Health

Why a Baby Can Literally Be Like a Drug

March 27th 2016

Has your aunt ever tried to pinch your cheek or squish your face due to your unbelievable cuteness? It turns out there's some science to explain this.

Sometimes people experience so much emotion from seeing something cute that they react in the opposite way you would expect, according to a 2014 Yale University study in Psychological Science.

When someone sees something adorable and responds in an aggressive way, it's called a "dimorphous expression." The feeling of aggression may be attributed to people not being able to control the intensity of their reaction when they see something really cute.

“I think it's triggered by having a really strong feeling of wanting to care [for] or approach the little, cute thing,” Yale researcher Oriana Aragon told ATTN:. To balance that out, we may react in an opposite fashion, wanting to pinch the baby or "eat them up," she said. It's about keeping an equilibrium with your emotions.

To understand this, Yale researchers conducted online surveys, including one with 390 women and 289 men. The surveys showed participants pictures of babies, some featuring younger and more "infantile" babies. The survey showed that participants had a greater emotional response to the images of infantile babies. But they also showed a more aggressive response to them, meaning they were almost too enthusiastic.

Aragon told ATTN: that there is a trait associated with cuteness called "pedomorphic features." These are features often associated with babies, like pudgy cheeks and big eyes. Anything (including an inanimate object) that appears to have these features will trigger a "cuteness response." More infantile babies have stronger pedomorphic features. She believes we've evolved to enjoy these features, which is good for causing parents to want to care for a child.

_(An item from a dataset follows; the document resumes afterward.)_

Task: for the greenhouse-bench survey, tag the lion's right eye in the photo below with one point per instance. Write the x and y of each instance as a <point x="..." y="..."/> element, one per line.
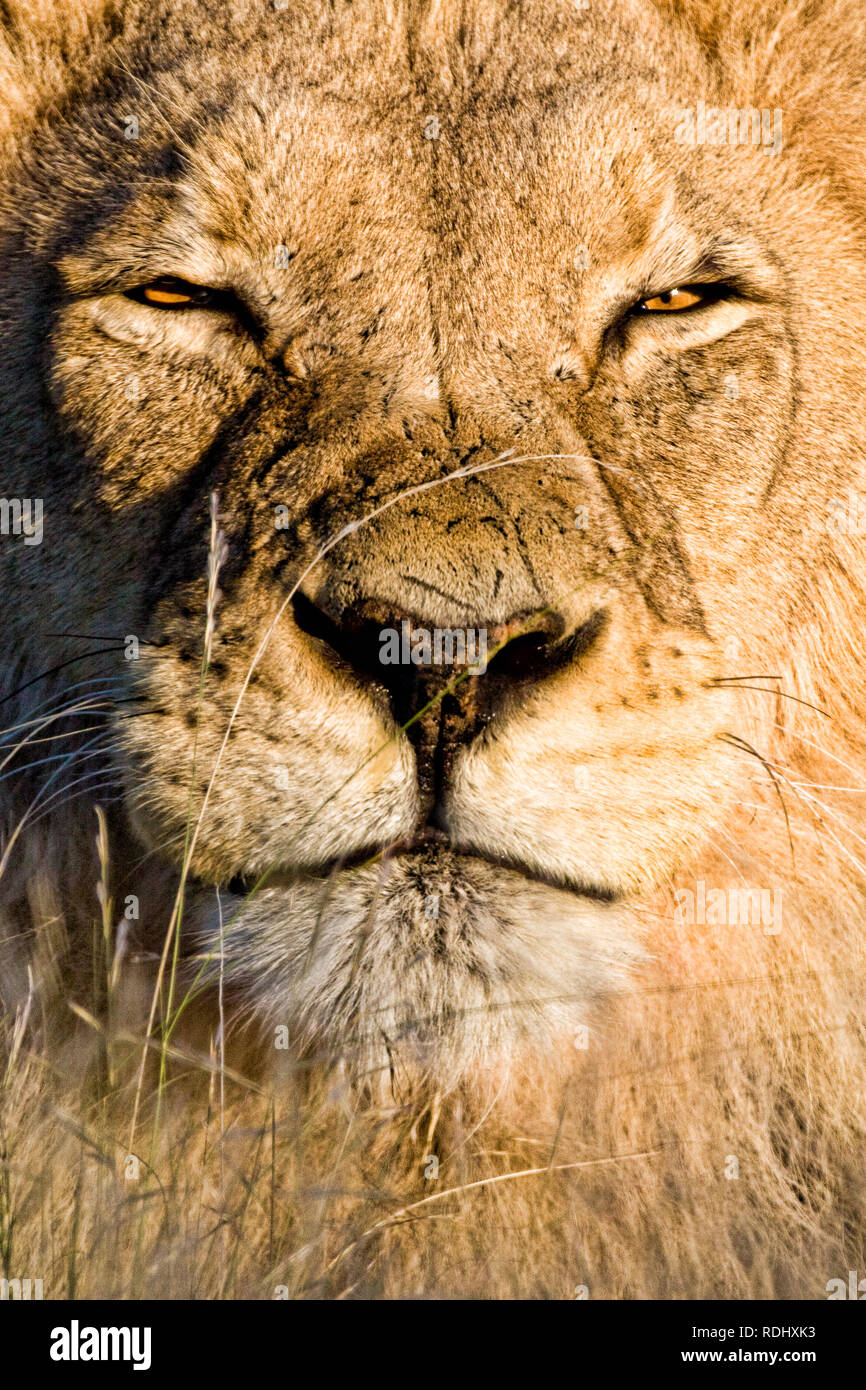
<point x="170" y="292"/>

Why do you want to eat the baby?

A 2013 study by Johannes Frasnelli, a brain research professor at the University of Montreal, wanted to figure out why people think newborn babies smell so good.

Researchers took pajamas that were worn for a few weeks by newborn babies and gave them to two sets of female subjects: New mothers and childless women. When the women smelled the pajamas, researchers scanned their brains. They found that both sets of women had a strong reaction in the part of the brain associated with reward and pleasure.

“In both mothers and non-mothers we found an activation of centers of the brain which are usually responsible for reward," Frasnelli told ATTN:. "Basically, the same centers that are activated when you're doing something you like a lot, like eating when you're very hungry, or taking drugs as a drug addict, or smoking [cigarettes].”

cocainePixabay/public domain - pixabay.com

When the results were reported in the media, they appeared under headlines like this one from the New York Daily News: "Study explains why mothers have urge to eat their newborn babies."

That's not really what the study revealed, Frasnelli told ATTN: But it's true that the aroma of a newborn baby activates the same area of the brain that lights up when you're doing something you enjoy, such as eating or taking a drug.

It's an evolutionary adaptation that humans developed so they would feel a desire to take care of their children, Frasnelli said: The child's smell evolved to stoke a parent's interest, and a parent evolved to find it extremely rewarding.

Frasnelli is amused by the confusion over his research. “There's a homepage where they report zombie research, and our study was mentioned in there,” he said.

Keeping humanity intact

Frasnelli and Aragon agreed that it's overwhelming for humans to raise children, and evolutionary mechanisms developed to keep the human race around.

“We want to pay close attention to our young. Particularly human babies that are so helpless for so long," Aragon said. "They need that directed attention toward them for years, and it would be difficult to do that without these mechanisms in place.”

Having a child is not always an easy thing, Frasnelli said. You lose sleep. You have to attend to them all of the time. They're expensive. We've evolved to see beyond those issues and find child-rearing a rewarding experience.

“If parents didn't take care of their children, mankind would go extinct pretty easily," Frasnelli said. "Nature has evolved in a way that there are mechanisms that parents are attached very strongly to their children.”

So we may have learned to love cuteness because of a need to care for children, even if we do get overwhelmed sometimes, and newborn babies have learned to make us feel rewarded by emitting aromas we find appealing. Even if you don't really want to eat them.